March CPI Jumps 0.9% on Record Gasoline Surge; Core Inflation Holds at 2.6%
Headline U.S. consumer prices rose 0.9% in March — their biggest monthly gain in years — driven almost entirely by a 21.2% spike in the gasoline index, the largest monthly increase in the 59-year history of the series. Core inflation stayed steady at 2.6% year-over-year.

The Consumer Price Index for All Urban Consumers rose 0.9 percent in March on a seasonally adjusted basis, the Bureau of Labor Statistics reported, up from 0.3 percent in February. Over the last 12 months the all-items index climbed 3.3 percent before seasonal adjustment, up from 2.4 percent in the 12 months ending February. It is the sharpest one-month acceleration in the headline rate in more than a year.
Almost all of the increase came from energy. The BLS energy index rose 10.9 percent in March — the largest monthly jump since September 2005 — with the gasoline sub-index surging 21.2 percent, "the largest monthly increase since the series was first published in 1967." Gasoline alone accounted for nearly three quarters of the monthly all-items increase, BLS said. Fuel oil rose 30.7 percent, its largest monthly gain since February 2000.
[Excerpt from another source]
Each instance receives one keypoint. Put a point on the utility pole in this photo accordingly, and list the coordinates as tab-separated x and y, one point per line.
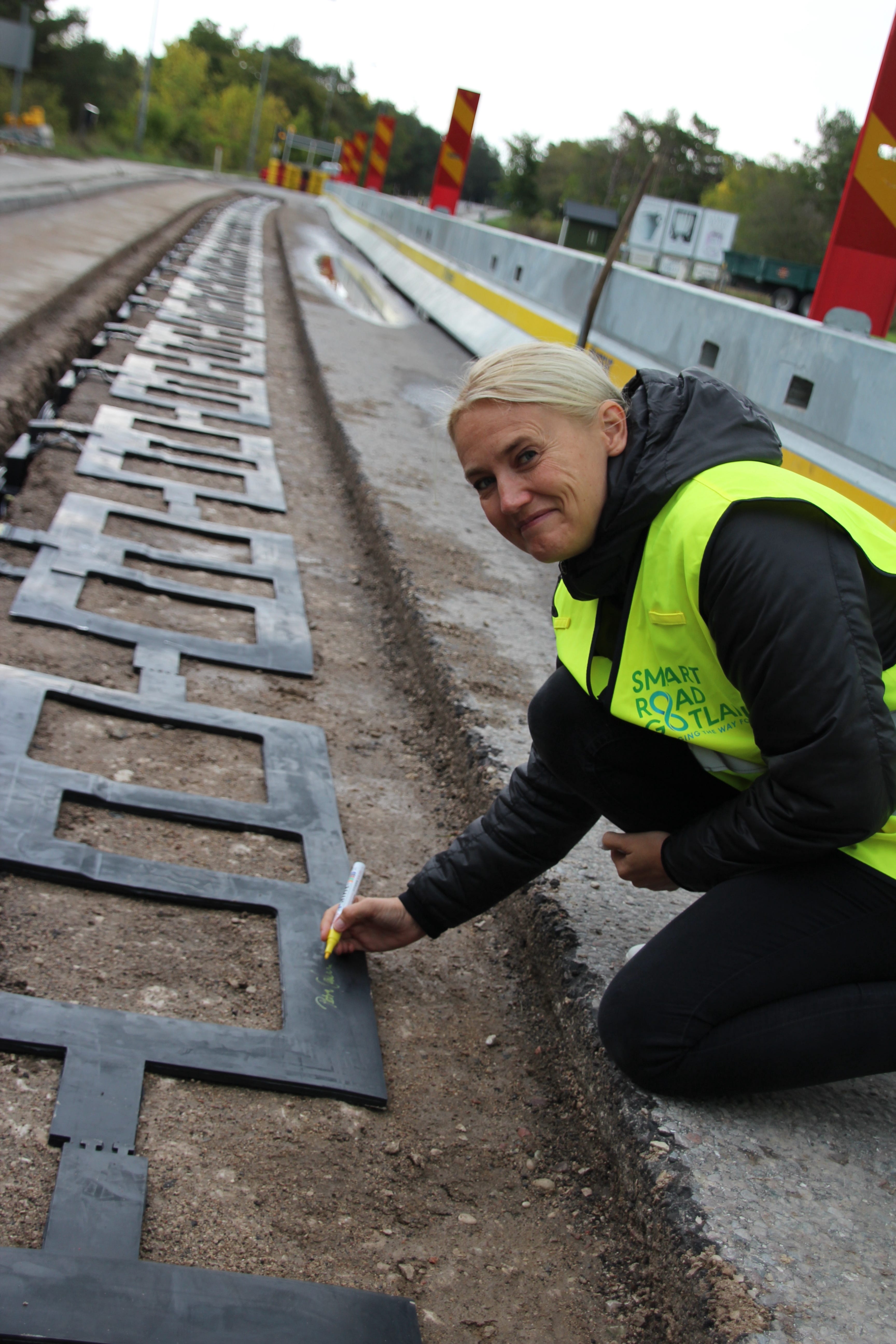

Core inflation — the all-items index excluding food and energy — rose just 0.2 percent in March, matching February, and 2.6 percent over the last 12 months. The food index was unchanged for the month.
Headline vs. core
| Measure | MoM (SA) | YoY (NSA) |
|---|---|---|
| All items | +0.9% | +3.3% |
| All items less food and energy (core) | +0.2% | +2.6% |
| Food | 0.0% | +2.7% |
| Energy | +10.9% | +12.5% |
| Gasoline (all types) | +21.2% | +18.9% |
| Fuel oil | +30.7% | +44.2% |
| Electricity | +0.8% | +4.6% |
| Shelter | +0.3% | +3.0% |
| New vehicles | +0.1% | +0.5% |
How rare the gasoline move is
BLS began publishing the gasoline CPI sub-index in February 1967. Across 710 monthly observations since then, March 2026's +21.2 percent move is the single largest on record, edging out June 2009's +20.4 percent rebound from the post-Lehman crash.
| Rank | Month | MoM change |
|---|---|---|
| 1 | Mar 2026 | +21.2% |
| 2 | Jun 2009 | +20.4% |
| 3 | Sep 2005 | +18.8% |
| 4 | Mar 2022 | +16.3% |
| 5 | Apr 1999 | +12.8% |
| 6 | Sep 2017 | +12.1% |
| 7 | Apr 1989 | +11.4% |
| 8 | Mar 2000 | +11.2% |
| 9 | Jun 2020 | +11.2% |
What else moved
Away from the energy shock, price pressure was concentrated in a handful of services: airline fares rose 2.7 percent on the month after a 1.4 percent gain in February, and the apparel index rose 1.0 percent. The shelter index increased 0.3 percent as owners' equivalent rent also rose 0.3 percent and rent rose 0.2 percent. Medical care fell 0.2 percent after rising 0.5 percent in February, with prescription drugs down 1.5 percent. Used cars and trucks fell 0.4 percent for a fourth consecutive month. Food away from home rose 0.2 percent while food at home fell 0.2 percent; the egg index declined 3.4 percent for the month.
Note on missing data
BLS did not publish October or November 2025 CPI data because of the 2025 lapse in appropriations. Those two months are blank in the official monthly changes table. Year-over-year comparisons use March 2025 as the base, which is unaffected.
The April 2026 CPI release is scheduled for May 12, 2026, at 8:30 a.m. ET.